Se da perspectiva de “como” são feitos os produtos digitais, temos visto (felizmente) iniciativas provocando e fomentando sobre a necessidade de maior diversidade e inclusão nos ambientes de desenvolvimento de produto digitais (aproveito aqui para destacar a atuação de organizações como Programaria, Laboratória, Reprograma, Resilia, Vai na Web, +1code, entre outras). Por outro lado, da perspectiva de que os produtos digitais podem gerar de valor social e/ou ambiental, ainda existe muito espaço, oportunidade e acima de tudo necessidade para se fomentar essa discussão.

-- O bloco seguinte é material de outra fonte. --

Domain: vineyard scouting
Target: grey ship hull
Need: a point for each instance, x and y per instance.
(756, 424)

Para nós, produteiros e produteiras, existe muito espaço e oportunidade para inserirmos algumas provocações no nosso dia a dia, e isso poderia nos ajudar a compreender como contribuímos (ou não) para uma sociedade mais justa ou um mundo melhor:

  • Será que “o que” fazemos estaria gerando impactos negativos? 
  • Será que o “como” fazemos pode ser uma forma de gerar impacto?
  • Nossas metas aprofundam ou diminuem as desigualdades sociais?
  • Quais indicadores do produto eu poderia acompanhar para compreender se eu estou ampliando acesso à oportunidades para públicos diversos (raça, gênero, renda)? 
  • Entre outras…

Por onde começar?

Responder estas e muitas outras perguntas não é uma tarefa fácil e muitas vezes não depende só do time de Produto para obter as respostas ou mesmo poder transformar uma solução simplesmente inspirada por elas. Porém, algumas boas provocações, vontade de inserir esses desafios no seu dia a dia e até mesmo utilizar alguns frameworks do mundo da sustentabilidade, podem render novas reflexões e aprendizados, mudanças de perspectiva interessantes e, quem sabe, de quebra, gerar impacto positivo por meio do seu produto. 

Nos próximos artigos, a proposta será de materializar sobre como produtos digitais podem contribuir de maneira direta nesses desafios, gerando valor socioambiental, por meio de alguns casos de negócio. A ideia dessa série está para além de trazer “novas verdades” para o contexto de produto, mas sim, fomentar novas discussões na rotina dos times de desenvolvimento de produtos digitais, seja você produteiro(a), designer ou desenvolvedor(a).

Afinal, quem, se não você, vai falar sobre ESG e o impacto socioambiental em produtos digitais no seu contexto de trabalho?